13 April 2009

I don't like improv

There. I’ve said it. Feels good to get that off my chest after all these years. All these years of pretending to be a fan, of making excuses for why I can’t make someone’s improv show, of feigning interest in watching people exercise.

Look, I’ve done my share of improv. It’s important to any actor honing his craft to learn to be agile and quick-witted on stage. You never know when someone’s going to go off book. Hell, it might be you, losing your place and forgetting your lines. Though I haven’t trod boards for years, I’m still blasted awake by the actor’s nightmare once or twice a year: it’s my cue to go on and I have not idea what play we’re doing or what my lines are.

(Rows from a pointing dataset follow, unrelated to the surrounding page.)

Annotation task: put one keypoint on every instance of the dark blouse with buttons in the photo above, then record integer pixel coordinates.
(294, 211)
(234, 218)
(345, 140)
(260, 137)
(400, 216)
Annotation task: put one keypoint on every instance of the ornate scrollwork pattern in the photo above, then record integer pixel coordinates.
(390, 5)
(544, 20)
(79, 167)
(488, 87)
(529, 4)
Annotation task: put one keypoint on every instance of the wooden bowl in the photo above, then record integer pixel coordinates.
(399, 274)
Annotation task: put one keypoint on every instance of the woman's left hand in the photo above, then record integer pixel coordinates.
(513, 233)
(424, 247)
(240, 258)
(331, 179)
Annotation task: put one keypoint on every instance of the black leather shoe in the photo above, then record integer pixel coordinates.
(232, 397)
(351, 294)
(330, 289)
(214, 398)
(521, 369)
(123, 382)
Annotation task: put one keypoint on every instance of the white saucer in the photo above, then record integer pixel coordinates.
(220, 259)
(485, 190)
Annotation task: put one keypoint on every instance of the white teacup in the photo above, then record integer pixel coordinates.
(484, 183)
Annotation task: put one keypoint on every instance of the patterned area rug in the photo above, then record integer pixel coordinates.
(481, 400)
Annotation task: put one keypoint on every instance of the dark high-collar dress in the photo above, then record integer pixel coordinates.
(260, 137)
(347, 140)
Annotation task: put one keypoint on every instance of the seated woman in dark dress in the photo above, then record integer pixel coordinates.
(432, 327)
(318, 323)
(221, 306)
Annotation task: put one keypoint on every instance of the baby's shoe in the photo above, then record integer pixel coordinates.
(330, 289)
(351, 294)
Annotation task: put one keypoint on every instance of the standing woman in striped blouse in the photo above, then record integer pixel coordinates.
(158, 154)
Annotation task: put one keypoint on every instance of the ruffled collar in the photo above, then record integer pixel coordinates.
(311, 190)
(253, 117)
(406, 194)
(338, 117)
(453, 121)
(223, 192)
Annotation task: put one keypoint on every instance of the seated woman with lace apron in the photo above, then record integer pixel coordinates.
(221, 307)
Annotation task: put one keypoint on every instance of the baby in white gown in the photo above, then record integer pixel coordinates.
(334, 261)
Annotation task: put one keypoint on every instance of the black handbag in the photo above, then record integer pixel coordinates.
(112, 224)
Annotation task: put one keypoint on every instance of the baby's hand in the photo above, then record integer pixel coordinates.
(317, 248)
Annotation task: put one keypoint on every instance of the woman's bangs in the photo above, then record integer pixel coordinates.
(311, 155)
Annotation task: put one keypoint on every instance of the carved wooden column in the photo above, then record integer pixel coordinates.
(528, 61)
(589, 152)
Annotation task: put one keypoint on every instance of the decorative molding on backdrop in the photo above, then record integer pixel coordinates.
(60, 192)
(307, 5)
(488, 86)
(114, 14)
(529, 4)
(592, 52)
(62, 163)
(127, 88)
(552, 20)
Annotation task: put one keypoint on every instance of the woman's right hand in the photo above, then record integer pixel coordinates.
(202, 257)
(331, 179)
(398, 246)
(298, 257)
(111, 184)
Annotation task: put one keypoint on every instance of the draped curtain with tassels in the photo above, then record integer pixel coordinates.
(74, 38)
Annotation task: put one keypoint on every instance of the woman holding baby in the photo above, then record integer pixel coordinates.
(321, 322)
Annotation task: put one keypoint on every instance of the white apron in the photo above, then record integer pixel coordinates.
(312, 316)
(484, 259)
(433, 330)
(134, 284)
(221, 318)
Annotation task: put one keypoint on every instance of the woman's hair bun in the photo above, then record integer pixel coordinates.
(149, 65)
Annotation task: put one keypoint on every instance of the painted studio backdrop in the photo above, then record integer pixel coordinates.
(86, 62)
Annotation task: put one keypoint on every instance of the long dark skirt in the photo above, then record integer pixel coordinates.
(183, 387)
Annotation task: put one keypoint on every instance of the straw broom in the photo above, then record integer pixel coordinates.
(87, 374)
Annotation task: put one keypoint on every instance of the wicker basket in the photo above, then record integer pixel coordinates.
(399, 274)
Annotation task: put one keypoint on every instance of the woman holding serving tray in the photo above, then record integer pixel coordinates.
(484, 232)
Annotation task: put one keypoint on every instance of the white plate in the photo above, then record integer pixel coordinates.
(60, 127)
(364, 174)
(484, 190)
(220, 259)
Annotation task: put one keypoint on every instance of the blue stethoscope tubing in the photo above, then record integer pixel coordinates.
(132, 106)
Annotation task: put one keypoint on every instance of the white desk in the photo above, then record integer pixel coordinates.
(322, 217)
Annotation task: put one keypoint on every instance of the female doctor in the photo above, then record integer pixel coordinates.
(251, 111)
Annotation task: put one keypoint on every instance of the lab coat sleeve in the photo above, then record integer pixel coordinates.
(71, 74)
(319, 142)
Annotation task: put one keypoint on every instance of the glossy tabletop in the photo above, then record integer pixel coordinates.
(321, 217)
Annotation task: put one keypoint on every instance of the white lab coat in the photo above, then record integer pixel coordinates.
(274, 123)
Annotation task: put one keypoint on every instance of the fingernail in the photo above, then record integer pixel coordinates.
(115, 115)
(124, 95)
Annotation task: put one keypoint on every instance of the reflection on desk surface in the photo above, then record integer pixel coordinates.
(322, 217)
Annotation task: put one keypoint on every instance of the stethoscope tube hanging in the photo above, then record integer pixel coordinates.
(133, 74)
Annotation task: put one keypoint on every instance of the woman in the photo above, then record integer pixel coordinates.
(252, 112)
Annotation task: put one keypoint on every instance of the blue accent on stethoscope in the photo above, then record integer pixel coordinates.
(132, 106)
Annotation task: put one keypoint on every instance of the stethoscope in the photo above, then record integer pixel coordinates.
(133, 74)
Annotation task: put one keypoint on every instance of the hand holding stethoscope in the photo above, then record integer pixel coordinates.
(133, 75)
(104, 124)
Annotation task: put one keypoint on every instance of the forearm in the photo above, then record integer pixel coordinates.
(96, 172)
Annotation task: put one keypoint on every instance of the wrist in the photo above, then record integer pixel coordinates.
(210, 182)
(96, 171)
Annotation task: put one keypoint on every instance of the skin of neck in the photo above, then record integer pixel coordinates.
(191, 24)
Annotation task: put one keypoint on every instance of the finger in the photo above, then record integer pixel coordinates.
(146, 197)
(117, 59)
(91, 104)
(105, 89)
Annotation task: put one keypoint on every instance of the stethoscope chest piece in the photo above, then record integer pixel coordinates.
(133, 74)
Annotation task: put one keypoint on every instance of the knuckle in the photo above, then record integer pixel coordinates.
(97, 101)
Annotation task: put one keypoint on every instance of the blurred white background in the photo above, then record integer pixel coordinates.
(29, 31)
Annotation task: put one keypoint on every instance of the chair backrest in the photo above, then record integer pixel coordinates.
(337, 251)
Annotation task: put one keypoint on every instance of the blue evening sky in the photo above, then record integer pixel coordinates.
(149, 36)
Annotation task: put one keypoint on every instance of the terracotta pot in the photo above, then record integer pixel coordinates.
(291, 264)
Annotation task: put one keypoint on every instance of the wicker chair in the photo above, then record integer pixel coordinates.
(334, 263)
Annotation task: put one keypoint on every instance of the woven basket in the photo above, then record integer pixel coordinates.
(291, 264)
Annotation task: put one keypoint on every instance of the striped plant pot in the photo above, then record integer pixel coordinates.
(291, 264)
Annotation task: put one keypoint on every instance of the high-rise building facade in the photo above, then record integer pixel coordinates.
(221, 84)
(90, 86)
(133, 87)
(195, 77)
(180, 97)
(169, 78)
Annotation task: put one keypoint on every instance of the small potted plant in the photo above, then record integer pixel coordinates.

Improv can save you. Once, my fellow actors and I - *six* of us - all simultaneously forgot our place in a party scene. I have no idea how or why, but we knew our characters and were able to vamp our way back to solid ground. And it can do much more. It can teach you how to quickly establish character and setting to an audience. To the non-Method amongst us, that can be important.

So if improv is useful to learn, important to practice, and can save your ass on stage, why don’t I like it?

Well, doing squats is essential to a point guard but I’m not going to pay money to watch Steve Nash do a lower body workout for two hours. Improv’s the same to me: a series of exercises that improve one’s ability to perform. They’re part of the road, not the destination.

So, no. Unless I’m thinking about casting you in something, we’re very close, or I owe you, I’m not going to your improv show.